Her şeyden vazgeçip hayatınızı yeniden inşa edebilecek motivasyonu verir. Güvendir, sevgidir, nefret ve kıskançlıktır.
◊ Oyuncu Özge Gürel’le beş yıldır birliktesiniz. İlişkinizi saklamadınız. Hayran kaybederim korkusu yaşamadınız mı?
Yaşamadım. Önceliğim kendimi birilerine sevdirmek değil, hayatımı, kendi doğrularımla en mutlu biçimde yaşamak. Çok mutlu olduğum bir ilişkinin içindeyim. Planlı sevmeyi veya sevilmeyi çok anlayamıyorum. Beni sevenler inanıyorum ki zaten bu yüzden beni seviyorlar ve bence mutluluğumdan da mutlu oluyorlar.
◊ Sizi Özge Gürel’de en çok etkileyen ne oldu?
Özge hayata her zaman pozitif bakan, inanılmaz enerji dolu bir kadın.
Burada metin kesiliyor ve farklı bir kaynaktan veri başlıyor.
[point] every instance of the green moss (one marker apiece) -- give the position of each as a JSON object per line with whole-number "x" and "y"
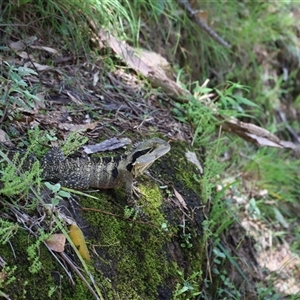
{"x": 131, "y": 250}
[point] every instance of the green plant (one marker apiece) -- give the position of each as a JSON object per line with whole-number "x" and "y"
{"x": 15, "y": 92}
{"x": 189, "y": 288}
{"x": 58, "y": 192}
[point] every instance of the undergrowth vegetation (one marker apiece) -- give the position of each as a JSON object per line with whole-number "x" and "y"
{"x": 255, "y": 80}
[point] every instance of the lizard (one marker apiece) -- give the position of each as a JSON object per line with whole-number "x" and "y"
{"x": 95, "y": 172}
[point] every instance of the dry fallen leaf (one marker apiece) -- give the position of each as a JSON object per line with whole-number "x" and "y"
{"x": 56, "y": 242}
{"x": 77, "y": 127}
{"x": 107, "y": 145}
{"x": 145, "y": 63}
{"x": 78, "y": 239}
{"x": 180, "y": 199}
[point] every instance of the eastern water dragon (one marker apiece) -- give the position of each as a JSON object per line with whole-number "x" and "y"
{"x": 95, "y": 172}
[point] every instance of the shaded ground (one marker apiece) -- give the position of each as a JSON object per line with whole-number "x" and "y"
{"x": 134, "y": 259}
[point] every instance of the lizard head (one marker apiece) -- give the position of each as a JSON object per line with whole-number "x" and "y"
{"x": 145, "y": 154}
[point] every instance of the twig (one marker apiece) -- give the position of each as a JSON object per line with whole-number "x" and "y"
{"x": 193, "y": 15}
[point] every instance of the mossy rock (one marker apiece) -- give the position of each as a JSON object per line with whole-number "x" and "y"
{"x": 145, "y": 258}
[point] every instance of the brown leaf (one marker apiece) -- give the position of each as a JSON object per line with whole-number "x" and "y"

Sadece benim değil, herkesin hayatına hem zekâsı hem enerjisiyle dokunabiliyor. Aradan bu kadar zaman geçmesine rağmen onun sayesinde ilişkimiz asla monotona bağlamadı. Bazen fazla sakin olduğumda beni harekete geçiriyor. Hayatıma renk katıyor. Beraber plan, program yapmadan her anımızı spontane yaşamayı öğrendik. Keşfedilmeyi bekleyen şeyleri uyum içinde birlikte seçiyoruz.
◊ Birlikteyken neler yaparsınız?
En sevdiğimiz şey seyahat etmek. Boş vakit bulduğumuzda çantamızı toplayıp kendimizi yollara atıyoruz. Bunlar biraz da gastronomik seyahatler... Yeni tatlara çok düşkünüz. Onun dışında birlikte film ve dizi izlemeyi seviyoruz. Vakit buldukça evde yemek yaparız. Kalabalık sofraları seviyoruz. Özge’nin eli gerçekten çok lezzetli. Mesela yaprak sarmasında onun üstüne tanımam. Kurabiyeleri zaten sette bile meşhur...
Bir bodyguard hikâyesi ama uyarlama değil
◊ ‘Yeni Hayat’ ekrana geleceği sırada karantinaya girdik. O dönem sizin için nasıldı?
Başta üzüldüm. Normalde ilk iki-üç bölüm diğerlerinden daha uzun sürede çekilir. İki ay çalıştık, sonunda neler yaptığımızı görmek için heyecanlıydık. Aranın bu kadar uzayacağını hiç tahmin etmezdim.
◊ Yeni normalde setlerde çalışma ortamı nasıl?
Herkese aralıklarla test yapılıyor. Elimizden geldiğince kurallara uymaya çalışıyoruz. Sorumluluğumuzun farkında olarak çalışmaları sürdürüyoruz.
◊ ‘Yeni Hayat’ dizisi bir ‘Bodyguard’ uyarlaması mı?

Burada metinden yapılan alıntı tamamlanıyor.